The hour is dark. You cannot mail
a sermon to the enemy and expect a peace.
Saving the highest and best is the task
at hand, against a foul and sad cloud
that comes to tarnish it. The blue
of the empyrean can shine again only
from a relentless war against the abyss.
See with your own eyes this sublime Paris,
and tremble, as you ought. Do you fear,
myopic and timid, short-sighted and dull,
the immense, clear truth of the people?
Ah! Unleash this France, into a fire
not seen before, a flame indomitable
that grows as the wind carries it.
Trust to its roar, as lightning bolts
issue from it into the fleeing mist.
What fights as one voice will scatter all
before it, making the princes of night repent
for coming to wipe their muddy boots
at the edge of a sun-bright volcano,
for having offended daylight itself
with their advances.
Oh, what a dawn shall envelop all
these vile, deformed, and blood-stained kings,
a dawn more terrible as it reveals the orb
of the unforgiving sun. Let this goddess win!

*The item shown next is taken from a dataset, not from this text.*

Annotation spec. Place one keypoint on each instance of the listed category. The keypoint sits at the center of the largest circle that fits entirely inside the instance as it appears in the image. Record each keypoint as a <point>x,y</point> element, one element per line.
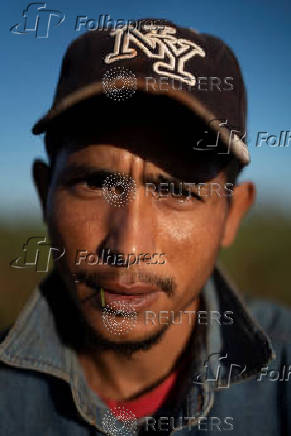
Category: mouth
<point>131,298</point>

Don’t stand in the way. Holding us back,
we shall have to lead you by a leash
once this great nation unbrakes itself
and hurtles forward. Trust the Marseillaise,
whose words are as drink, to rush us
madly into battle no matter what.
Light is a sword, it cuts the clouds
the way a battering ram knocks down a gate.
Stand aside for anger: sufficient unto the day
is the revenge thereof. We need this rage:
stop hindering it with platitudes.
A great people must be admirable in rage.

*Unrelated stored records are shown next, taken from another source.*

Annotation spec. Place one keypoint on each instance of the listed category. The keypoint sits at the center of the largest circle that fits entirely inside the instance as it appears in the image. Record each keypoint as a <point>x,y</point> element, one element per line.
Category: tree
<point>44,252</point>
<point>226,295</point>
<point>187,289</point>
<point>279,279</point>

Darkness is a lack, and mist is a blindness.
We let a tawny and treacherous shadow
come over the plain; it made
the green meadow a sepulchral field.
The woods became an enemy hide-out,
the kindly river-bank a precipice
of danger and drowning,
corpse-lilies floating seaward.
Darkness concealed betraying lies,
the lairs of foxes, wolf-tracks’
when all the low and slimy, abject
and jealous beings arrived,
the awful lynx, the limping jackal,
the hyena with his obscene grimace,
even along the ground, the cowardly
asp, all in this unhealthy mist
turned France into a zoo of predators.
They came forth, and prowled,
and slipped and crawled, and drank
the blood of the people,
Morning comes now, avenging us.
We feel the indignation in the dawning day,
Not here! Not us! This specter, Wilhelm,
Emperor, and Prussia, this nightmare,
when with a pack of voracious kings,
when the swarm of all the crows and ravens
were animated by their hideous design
and came by ferocious instinct to the carnage,
when War, thief, hydra, satyr,
when the plagues, which follow every struggle,
stretch out dank hands to the survivors
as a further degradation —
Faced with all this, you soldier
more of the collar white than the epaulet,
just step aside!
Let this France rise as an apparition
on the threshold of the gulf of defeat.
Let it rise up, painting the distant peaks
with purple hues. Let its light shine,
darting in all directions from nadir to zenith,
in dazzling beams that save us, and devour
our enemies, delivering with terrible joy.